# Statistical analysis on a 2 dimensional data set

Hi all,

I work in computational biology field, and I was recentedly given this particular data:
The data itself is generated by identifying and scoring residue interactions of a protein over time. Briefly, if two residues make contacts within a frame (unit time), then this pair is given a score based on the type and the strength of the contact.
An example data set would look like this:

 Frame Pair Score 0 A_B 0.31 1 B_D 2.16 2 A_C 5.30
Scores are all positive floats. A pair that does not have a score within the frame will automatically have a score of 0.
The problem given by my PI is to come up with a metric to score every residue (not residue pair) based on this dataset. In another word, I'd like to know a way to score each residue based on the frequency and strength of contacts said residue makes.

This problem is very difficult for me because each residue has multiple scores (from multiple contact pairs) within a frame, and across multiple frames. In my very primitive understanding, for every residue, there are two dimensions that require statistical analysis: its contacting pairs and time. My training before this has been purely biological and hence I have little knowledge about statistics. I tried using Z scores, but it does not seem to work well with two dimensions.
I have attached a portion of the dataset. It contains 25 frames for demonstration purpose. I would like a detailed explanation of which method to use, why said method is appropriate, and how to implement them.

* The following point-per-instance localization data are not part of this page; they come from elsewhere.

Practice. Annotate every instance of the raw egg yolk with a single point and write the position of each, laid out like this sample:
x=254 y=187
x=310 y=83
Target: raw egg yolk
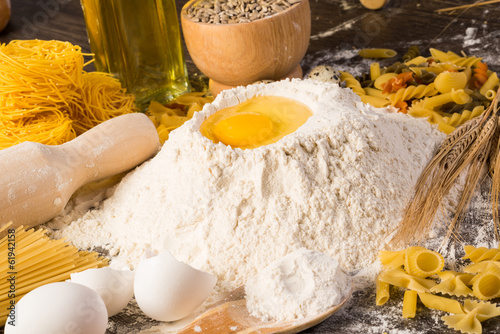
x=243 y=129
x=259 y=121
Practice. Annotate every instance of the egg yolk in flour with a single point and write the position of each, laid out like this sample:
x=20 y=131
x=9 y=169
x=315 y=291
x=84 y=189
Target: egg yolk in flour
x=259 y=121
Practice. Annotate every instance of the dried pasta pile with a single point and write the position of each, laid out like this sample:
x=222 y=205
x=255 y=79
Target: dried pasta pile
x=31 y=259
x=46 y=97
x=446 y=88
x=411 y=268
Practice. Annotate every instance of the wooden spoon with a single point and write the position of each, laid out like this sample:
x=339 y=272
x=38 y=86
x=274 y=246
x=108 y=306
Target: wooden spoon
x=231 y=316
x=36 y=181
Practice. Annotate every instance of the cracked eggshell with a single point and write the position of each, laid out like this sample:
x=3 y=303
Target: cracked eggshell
x=63 y=307
x=324 y=73
x=168 y=290
x=115 y=287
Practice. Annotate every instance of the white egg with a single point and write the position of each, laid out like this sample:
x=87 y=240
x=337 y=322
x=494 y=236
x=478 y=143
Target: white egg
x=115 y=287
x=62 y=308
x=324 y=73
x=169 y=290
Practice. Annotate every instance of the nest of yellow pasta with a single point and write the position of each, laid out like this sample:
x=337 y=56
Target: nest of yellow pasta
x=446 y=88
x=416 y=269
x=47 y=97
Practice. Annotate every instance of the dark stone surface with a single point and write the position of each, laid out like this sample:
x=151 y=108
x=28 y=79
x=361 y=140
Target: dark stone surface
x=348 y=25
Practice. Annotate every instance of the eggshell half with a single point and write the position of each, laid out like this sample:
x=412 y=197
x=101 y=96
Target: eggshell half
x=169 y=290
x=62 y=308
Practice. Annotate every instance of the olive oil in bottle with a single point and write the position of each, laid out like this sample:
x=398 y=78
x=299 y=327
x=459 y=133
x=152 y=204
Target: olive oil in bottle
x=139 y=42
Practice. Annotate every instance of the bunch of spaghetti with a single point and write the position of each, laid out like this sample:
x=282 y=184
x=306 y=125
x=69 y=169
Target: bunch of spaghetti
x=30 y=259
x=46 y=97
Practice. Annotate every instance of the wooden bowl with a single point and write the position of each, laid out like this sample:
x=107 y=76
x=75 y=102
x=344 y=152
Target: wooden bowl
x=242 y=53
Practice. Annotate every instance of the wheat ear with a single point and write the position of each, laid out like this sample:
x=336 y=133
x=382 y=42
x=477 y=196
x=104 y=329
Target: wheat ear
x=468 y=146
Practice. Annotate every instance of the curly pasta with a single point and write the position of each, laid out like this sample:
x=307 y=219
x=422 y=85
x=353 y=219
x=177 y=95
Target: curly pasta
x=398 y=277
x=46 y=97
x=453 y=283
x=478 y=254
x=469 y=321
x=480 y=74
x=453 y=58
x=352 y=83
x=412 y=92
x=442 y=88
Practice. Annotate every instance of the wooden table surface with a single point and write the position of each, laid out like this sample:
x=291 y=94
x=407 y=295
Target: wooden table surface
x=339 y=27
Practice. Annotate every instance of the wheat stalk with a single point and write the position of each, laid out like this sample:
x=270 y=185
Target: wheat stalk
x=476 y=4
x=471 y=146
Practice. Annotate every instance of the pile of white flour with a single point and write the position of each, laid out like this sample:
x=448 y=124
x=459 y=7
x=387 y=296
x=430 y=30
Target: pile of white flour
x=302 y=284
x=337 y=185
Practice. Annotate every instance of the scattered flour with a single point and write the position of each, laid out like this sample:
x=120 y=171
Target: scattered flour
x=337 y=185
x=302 y=284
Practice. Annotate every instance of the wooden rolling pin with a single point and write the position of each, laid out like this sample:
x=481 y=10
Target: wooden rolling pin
x=36 y=181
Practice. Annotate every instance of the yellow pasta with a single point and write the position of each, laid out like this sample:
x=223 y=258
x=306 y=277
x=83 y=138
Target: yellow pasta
x=441 y=303
x=478 y=254
x=377 y=53
x=480 y=266
x=490 y=84
x=421 y=262
x=392 y=259
x=39 y=260
x=490 y=94
x=382 y=293
x=446 y=81
x=412 y=92
x=375 y=92
x=416 y=61
x=375 y=101
x=486 y=285
x=458 y=96
x=398 y=277
x=410 y=304
x=419 y=70
x=352 y=83
x=383 y=79
x=102 y=98
x=374 y=70
x=454 y=58
x=46 y=97
x=474 y=313
x=453 y=283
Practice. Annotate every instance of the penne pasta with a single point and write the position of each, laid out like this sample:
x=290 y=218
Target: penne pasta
x=377 y=53
x=410 y=304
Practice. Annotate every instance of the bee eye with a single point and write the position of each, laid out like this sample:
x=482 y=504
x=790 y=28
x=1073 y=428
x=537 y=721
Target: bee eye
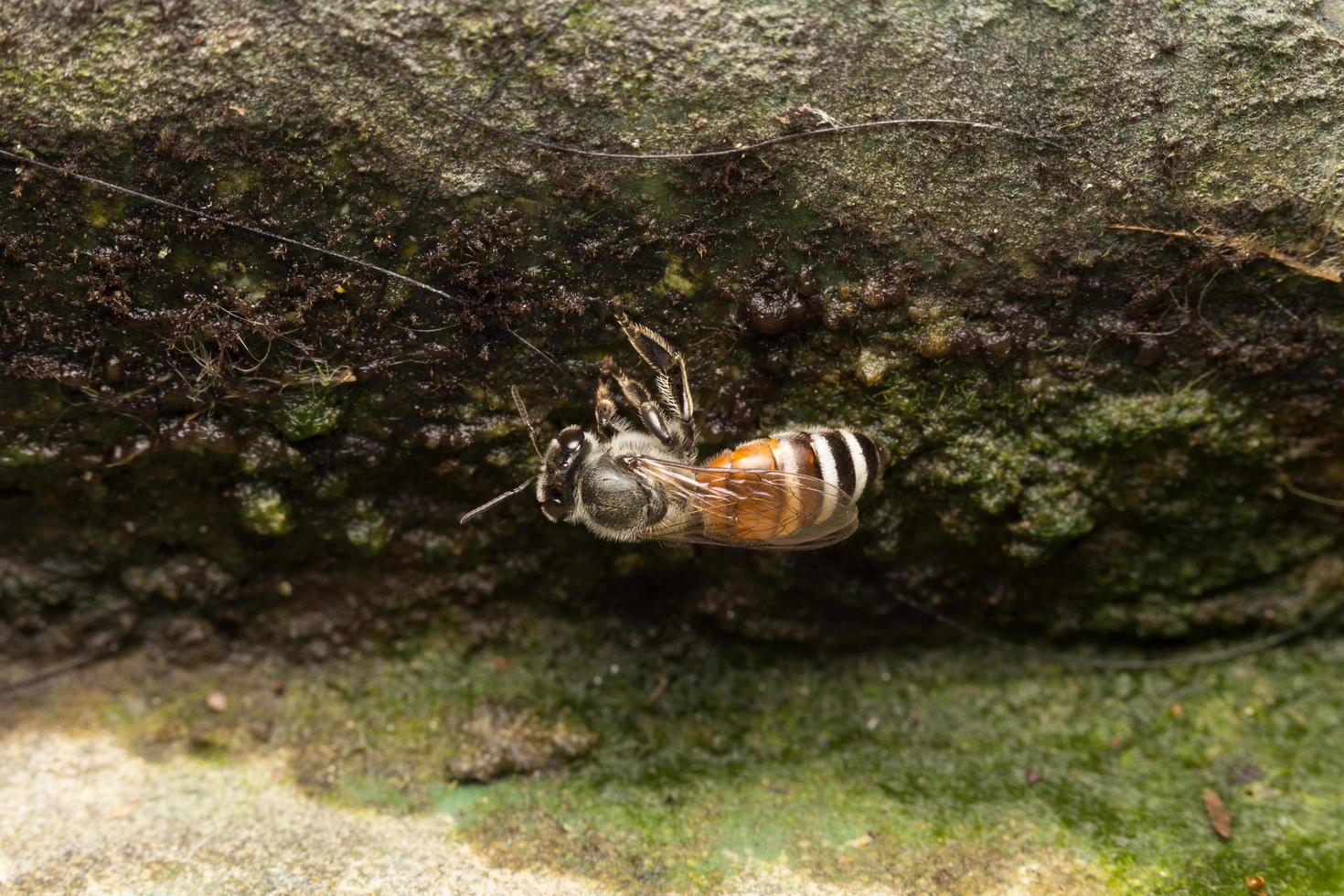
x=571 y=440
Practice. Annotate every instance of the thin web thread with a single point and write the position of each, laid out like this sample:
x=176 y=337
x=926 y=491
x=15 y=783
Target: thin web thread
x=1132 y=666
x=258 y=231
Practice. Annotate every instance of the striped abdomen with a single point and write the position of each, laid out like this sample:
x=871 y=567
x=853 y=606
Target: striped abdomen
x=851 y=461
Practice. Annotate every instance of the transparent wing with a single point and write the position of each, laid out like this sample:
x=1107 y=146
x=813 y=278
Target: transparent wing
x=766 y=509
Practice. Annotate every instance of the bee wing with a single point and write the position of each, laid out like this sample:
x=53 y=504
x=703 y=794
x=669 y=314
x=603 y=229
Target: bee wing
x=768 y=509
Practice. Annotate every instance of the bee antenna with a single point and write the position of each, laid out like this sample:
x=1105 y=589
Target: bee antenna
x=495 y=500
x=527 y=421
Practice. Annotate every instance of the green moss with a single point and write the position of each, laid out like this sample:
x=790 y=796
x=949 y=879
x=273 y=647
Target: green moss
x=305 y=412
x=22 y=452
x=262 y=509
x=677 y=766
x=368 y=529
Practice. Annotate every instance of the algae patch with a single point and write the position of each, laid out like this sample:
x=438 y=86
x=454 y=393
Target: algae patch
x=667 y=759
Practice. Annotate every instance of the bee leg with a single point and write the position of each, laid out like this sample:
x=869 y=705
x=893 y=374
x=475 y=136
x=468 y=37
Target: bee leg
x=672 y=383
x=608 y=421
x=669 y=432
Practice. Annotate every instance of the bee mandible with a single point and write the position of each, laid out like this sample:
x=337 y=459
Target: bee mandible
x=786 y=492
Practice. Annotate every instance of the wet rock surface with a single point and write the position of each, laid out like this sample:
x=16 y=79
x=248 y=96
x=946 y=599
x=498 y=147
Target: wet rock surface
x=208 y=435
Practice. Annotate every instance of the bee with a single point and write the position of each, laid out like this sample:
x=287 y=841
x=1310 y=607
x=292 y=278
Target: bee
x=786 y=492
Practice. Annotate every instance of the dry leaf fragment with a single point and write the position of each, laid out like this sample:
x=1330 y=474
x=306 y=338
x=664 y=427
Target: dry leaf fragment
x=1220 y=818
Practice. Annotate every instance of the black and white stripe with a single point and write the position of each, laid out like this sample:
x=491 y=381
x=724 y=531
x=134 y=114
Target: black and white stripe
x=846 y=458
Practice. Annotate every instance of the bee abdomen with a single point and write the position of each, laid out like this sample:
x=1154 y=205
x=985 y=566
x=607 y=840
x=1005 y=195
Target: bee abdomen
x=846 y=458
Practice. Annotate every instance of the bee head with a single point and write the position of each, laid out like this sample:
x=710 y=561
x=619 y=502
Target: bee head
x=560 y=473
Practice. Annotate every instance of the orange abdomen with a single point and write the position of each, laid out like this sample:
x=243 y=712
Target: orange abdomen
x=760 y=515
x=847 y=460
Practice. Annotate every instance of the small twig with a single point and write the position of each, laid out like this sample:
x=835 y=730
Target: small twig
x=1309 y=496
x=1243 y=243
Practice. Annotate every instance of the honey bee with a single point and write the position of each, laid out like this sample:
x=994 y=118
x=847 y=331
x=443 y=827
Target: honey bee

This is my first time posting; I hope the bounty amount is appropriate for such a question.

Thank you very much!
• I am a statistician and I would gladly work on this problem because it seems interesting. This would involve some back and forth discussion between the two. For example, how many residues, residues pair and frames will there be in the real dataset. This is relevant because it tells us how much information is available for this variables or sources of information. Because of the back and forth nature and the expertise it requires, I would suggest increasing the bounty as well.

• Should we assume the real dataset looks very much like the sample dataset you provided?